Using Reinforcement Learning to Design and Control Free-flying Space Robots

Abstract:

Free-flying space robots have the potential to revolutionise space exploration by facilitating a range of on-orbit operations. Whilst there have been some successful demonstrations of space robot technologies, the systems remain large with mission concepts limited to rendezvous with co-operative targets. However, the recent surge in small satellite technologies is changing the economics of space and downsizing a space robot is now viewed as a technologically feasible aim. Even with these advances, the design and control of a free-flying space robot is very challenging. Without a fixed base, the robot experiences large dynamic coupling effects where every motion causes counter-motions in other parts of the robot. These are influenced most heavily by the space robot’s size and mass distribution as well as the employed control technique. As such, successful operation is heavily tied to both physical design and control. In fact, this coupling underpins all robotic systems since control and hardware design are intrinsically linked. This thesis therefore investigates the relationship between hardware and control, looking at how they impact each other and how this relationship can be exploited to improve performance. Although this work uses the On-Orbit Assembly (OOA) of a large aperture space telescope using free-flying space robots as a mission concept, the methods developed have applicability across the entire field of robotics.

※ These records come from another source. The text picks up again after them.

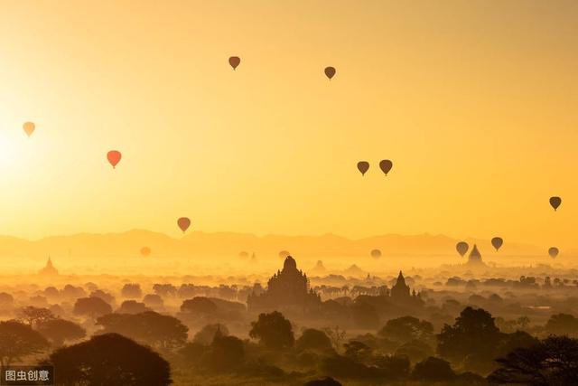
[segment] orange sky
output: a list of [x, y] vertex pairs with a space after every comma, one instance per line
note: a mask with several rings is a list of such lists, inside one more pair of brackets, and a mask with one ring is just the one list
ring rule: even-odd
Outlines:
[[576, 20], [573, 0], [4, 0], [0, 234], [189, 216], [576, 247]]

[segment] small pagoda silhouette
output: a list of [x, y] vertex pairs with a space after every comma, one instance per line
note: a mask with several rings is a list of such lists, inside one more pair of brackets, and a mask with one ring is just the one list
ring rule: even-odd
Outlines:
[[56, 269], [52, 265], [52, 260], [50, 256], [48, 257], [48, 261], [46, 261], [46, 267], [39, 270], [38, 274], [43, 276], [58, 275], [58, 269]]

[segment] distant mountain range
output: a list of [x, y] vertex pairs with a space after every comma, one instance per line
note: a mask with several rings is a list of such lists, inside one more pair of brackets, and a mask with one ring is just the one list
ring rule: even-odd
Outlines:
[[[193, 231], [177, 239], [163, 233], [133, 230], [121, 233], [52, 236], [38, 240], [27, 240], [0, 236], [0, 257], [45, 258], [49, 254], [98, 259], [138, 256], [141, 248], [149, 247], [154, 256], [195, 257], [235, 256], [247, 251], [249, 256], [277, 256], [288, 250], [297, 257], [331, 258], [368, 256], [373, 249], [381, 249], [383, 257], [455, 257], [459, 240], [443, 235], [387, 234], [359, 240], [334, 234], [321, 236], [256, 236], [246, 233]], [[482, 255], [495, 253], [489, 240], [470, 239]], [[542, 256], [543, 248], [504, 242], [502, 256]]]

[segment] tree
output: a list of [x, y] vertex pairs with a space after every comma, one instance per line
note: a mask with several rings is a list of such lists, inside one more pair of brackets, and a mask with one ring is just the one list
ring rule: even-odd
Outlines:
[[553, 315], [545, 324], [545, 331], [555, 335], [574, 336], [578, 334], [578, 319], [569, 314]]
[[120, 314], [140, 314], [150, 310], [144, 303], [140, 303], [136, 300], [125, 300], [117, 312]]
[[112, 307], [100, 297], [80, 297], [74, 304], [74, 314], [89, 316], [94, 319], [110, 314]]
[[81, 339], [87, 334], [84, 328], [64, 319], [50, 319], [39, 323], [36, 330], [57, 347], [61, 346], [64, 341]]
[[140, 314], [108, 314], [97, 319], [102, 334], [116, 333], [154, 347], [172, 350], [187, 341], [189, 328], [176, 317], [147, 311]]
[[187, 299], [182, 302], [181, 311], [202, 316], [216, 314], [219, 311], [219, 307], [208, 297], [195, 297], [192, 299]]
[[0, 322], [0, 362], [9, 366], [27, 355], [47, 349], [48, 341], [30, 325], [15, 320]]
[[499, 368], [488, 377], [493, 384], [528, 386], [578, 384], [578, 340], [550, 336], [498, 359]]
[[312, 350], [320, 353], [333, 351], [331, 341], [325, 333], [314, 328], [307, 328], [295, 342], [295, 347], [299, 351]]
[[243, 342], [236, 336], [224, 336], [217, 330], [209, 351], [202, 358], [203, 365], [211, 372], [231, 372], [243, 362]]
[[388, 320], [378, 334], [402, 344], [414, 340], [431, 342], [434, 338], [434, 325], [414, 316], [404, 316]]
[[438, 335], [437, 353], [455, 362], [471, 354], [491, 361], [502, 335], [489, 312], [466, 307], [452, 326], [445, 325], [442, 329]]
[[143, 297], [143, 291], [141, 290], [141, 285], [138, 283], [126, 283], [120, 290], [120, 295], [123, 297], [129, 298], [141, 298]]
[[169, 362], [148, 347], [117, 334], [56, 350], [50, 356], [59, 385], [166, 386]]
[[259, 315], [257, 321], [251, 323], [249, 336], [273, 350], [292, 347], [295, 340], [291, 322], [278, 311]]
[[455, 378], [455, 372], [450, 363], [440, 358], [430, 356], [429, 358], [415, 363], [412, 372], [412, 378], [416, 381], [429, 382], [445, 382]]
[[339, 353], [340, 350], [341, 350], [341, 343], [345, 340], [347, 332], [345, 330], [341, 330], [339, 325], [336, 325], [335, 328], [325, 327], [323, 331], [331, 341], [333, 349]]
[[200, 331], [195, 334], [195, 336], [192, 338], [192, 342], [208, 346], [215, 339], [215, 334], [218, 331], [223, 336], [228, 335], [228, 329], [227, 326], [220, 323], [216, 323], [214, 325], [207, 325], [202, 327]]
[[48, 308], [40, 308], [32, 306], [20, 309], [20, 319], [33, 327], [35, 324], [45, 322], [54, 318], [54, 315]]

There exists no documented design technique for any space robot. In fact, the dimensions and final design of successful missions are hard to find and never substantiated. This makes it hard to understand how robotic design impacts performance. This thesis presents a transparent design approach specific to free-flying space robots. A combined engineering approach is proposed, considering the mechanics and dynamics of the integrated system in order to present a design best suited for the OOA of a large aperture telescope. The feasibility of this space robot is evaluated in simulation and in-depth results are presented. This analysis supports the hypothesis that a small space robot is a viable solution for OOA and should be used as a starting point for the design of future systems.

As with the majority of robot design techniques, the initial hardware centered design approach in this thesis treats the control as immutable. Instead, simultaneous optimisation of hardware and control parameters is likely to improve overall performance. This is demonstrated by reasoning over both control and design in a Reinforcement Learning (RL) pipeline. The proposed method forms a complex differential path through a trajectory rollout, allowing a vast amount of information that was previously lost in the ‘black-box’ environment to be used. This means refinements can be made to both the morphology and control parameters simultaneously. The result is an efficient and versatile approach to holistic robot design. Performance improvements are seen with the space robot and a number of benchmark tasks compared to just performing hardware design optimisation.

While it is possible to modify robotic design in conjunction with control to improve performance, in some instances the design maybe changed with no option to modify the control algorithm. Data scarcity, brittle convergence and the gap between simulation & real world environments mean that most common RL approaches are subject to overfitting and fail to generalise to unseen environments. This means the replacement of parts with nonidentical components or the failure of sensors or joints will most likely render the control algorithm useless. Hardware-agnostic policies would mitigate this by allowing a single network to operate in a variety of test domains, where dynamics vary due to changes in robotic morphologies. This thesis utilises the idea that learning to adapt a known and successful control policy is easier and more flexible than jointly learning numerous policies for different morphologies. It presents the idea of Hardware Agnostic RL. In this approach, two control polices are combined and varied embodiments are sampled using a novel adversarial loss function. This self-regulates morphologies based on their performance. The result is a final control policy that is robust to changes in the environment as well as degradation and failure of the robot.